あなたはフェルミ推定という言葉をご存じだろうか。
Googleの入社試験で登場してからは多数の企業で利用され、その対策本が書店に並ぶようになってから結構な時間が過ぎました。

ですが、一度も聞いたことが無いという人や、名前は知っているがやってみろと言われたら出来ない人というのは、まだまだ多い印象を受けます。

これは非常にもったいないことで、特にネットビジネスをやるならば知っていて損はしない考え方です。せっかくなので、今日のうちに覚えて周りと差を付けましょう。

フェルミ推定とは何か?

そもそも、フェルミ推定ってどんなものなのか? 先に言っておきますが、フェルミ推定はこれさえ知っていれば簡単にビジネスが成功する、魔法のようなものではありません。

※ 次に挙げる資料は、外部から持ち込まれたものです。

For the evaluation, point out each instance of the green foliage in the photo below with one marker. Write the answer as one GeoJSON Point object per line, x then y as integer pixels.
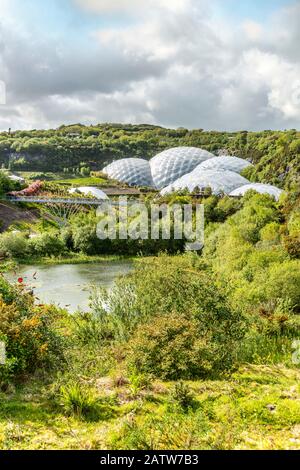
{"type": "Point", "coordinates": [30, 333]}
{"type": "Point", "coordinates": [79, 401]}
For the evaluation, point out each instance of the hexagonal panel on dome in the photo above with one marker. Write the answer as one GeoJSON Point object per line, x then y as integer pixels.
{"type": "Point", "coordinates": [133, 171]}
{"type": "Point", "coordinates": [171, 164]}
{"type": "Point", "coordinates": [218, 181]}
{"type": "Point", "coordinates": [89, 191]}
{"type": "Point", "coordinates": [258, 187]}
{"type": "Point", "coordinates": [224, 163]}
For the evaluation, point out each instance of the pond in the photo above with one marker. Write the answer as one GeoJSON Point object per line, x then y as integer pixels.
{"type": "Point", "coordinates": [68, 285]}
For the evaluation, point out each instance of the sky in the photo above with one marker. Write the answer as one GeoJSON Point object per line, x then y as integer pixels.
{"type": "Point", "coordinates": [213, 64]}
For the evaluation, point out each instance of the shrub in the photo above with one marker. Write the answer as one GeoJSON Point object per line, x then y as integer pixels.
{"type": "Point", "coordinates": [79, 401]}
{"type": "Point", "coordinates": [13, 245]}
{"type": "Point", "coordinates": [47, 244]}
{"type": "Point", "coordinates": [29, 331]}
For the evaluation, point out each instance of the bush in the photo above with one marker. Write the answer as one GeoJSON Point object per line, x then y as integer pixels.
{"type": "Point", "coordinates": [30, 334]}
{"type": "Point", "coordinates": [173, 347]}
{"type": "Point", "coordinates": [47, 244]}
{"type": "Point", "coordinates": [13, 245]}
{"type": "Point", "coordinates": [79, 401]}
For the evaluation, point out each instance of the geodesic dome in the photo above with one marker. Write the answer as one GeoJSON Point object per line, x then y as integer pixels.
{"type": "Point", "coordinates": [89, 190]}
{"type": "Point", "coordinates": [258, 187]}
{"type": "Point", "coordinates": [133, 171]}
{"type": "Point", "coordinates": [224, 163]}
{"type": "Point", "coordinates": [218, 181]}
{"type": "Point", "coordinates": [171, 164]}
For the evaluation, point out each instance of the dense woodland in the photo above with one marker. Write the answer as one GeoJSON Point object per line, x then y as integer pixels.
{"type": "Point", "coordinates": [276, 154]}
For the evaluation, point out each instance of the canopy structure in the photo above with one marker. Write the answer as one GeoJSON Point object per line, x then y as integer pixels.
{"type": "Point", "coordinates": [224, 163]}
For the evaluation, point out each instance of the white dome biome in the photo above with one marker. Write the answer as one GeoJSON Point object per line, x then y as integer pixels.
{"type": "Point", "coordinates": [132, 171]}
{"type": "Point", "coordinates": [218, 181]}
{"type": "Point", "coordinates": [89, 191]}
{"type": "Point", "coordinates": [171, 164]}
{"type": "Point", "coordinates": [224, 163]}
{"type": "Point", "coordinates": [258, 187]}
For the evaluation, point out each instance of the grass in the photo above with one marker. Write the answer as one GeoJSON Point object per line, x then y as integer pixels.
{"type": "Point", "coordinates": [258, 407]}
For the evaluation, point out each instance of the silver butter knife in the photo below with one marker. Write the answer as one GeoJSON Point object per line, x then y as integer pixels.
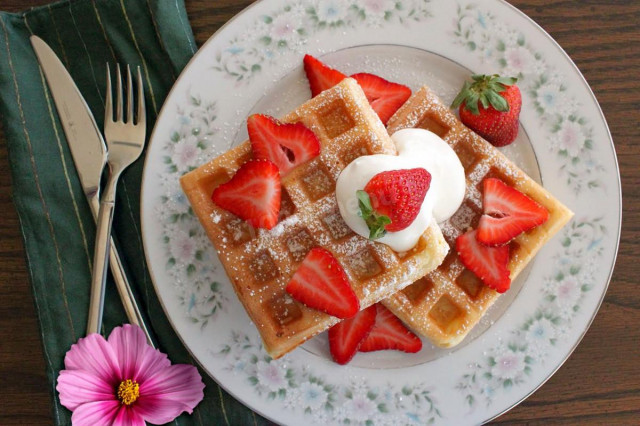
{"type": "Point", "coordinates": [89, 154]}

たまにそんな事を言っている人を見かけるので、あらかじめ言っておきます。
では、フェルミ推定とは何なのか?正解を言ってしまうと、これは論理的思考法の1つです。Wikipediaには以下のように書かれていますね。

フェルミ推定(フェルミすいてい、英: Fermi estimate)とは、実際に調査するのが難しいようなとらえどころのない量を、いくつかの手掛かりを元に論理的に推論し、短時間で概算することを指す。オーダーエスティメーションや封筒裏の計算(英語版)ともいわれる。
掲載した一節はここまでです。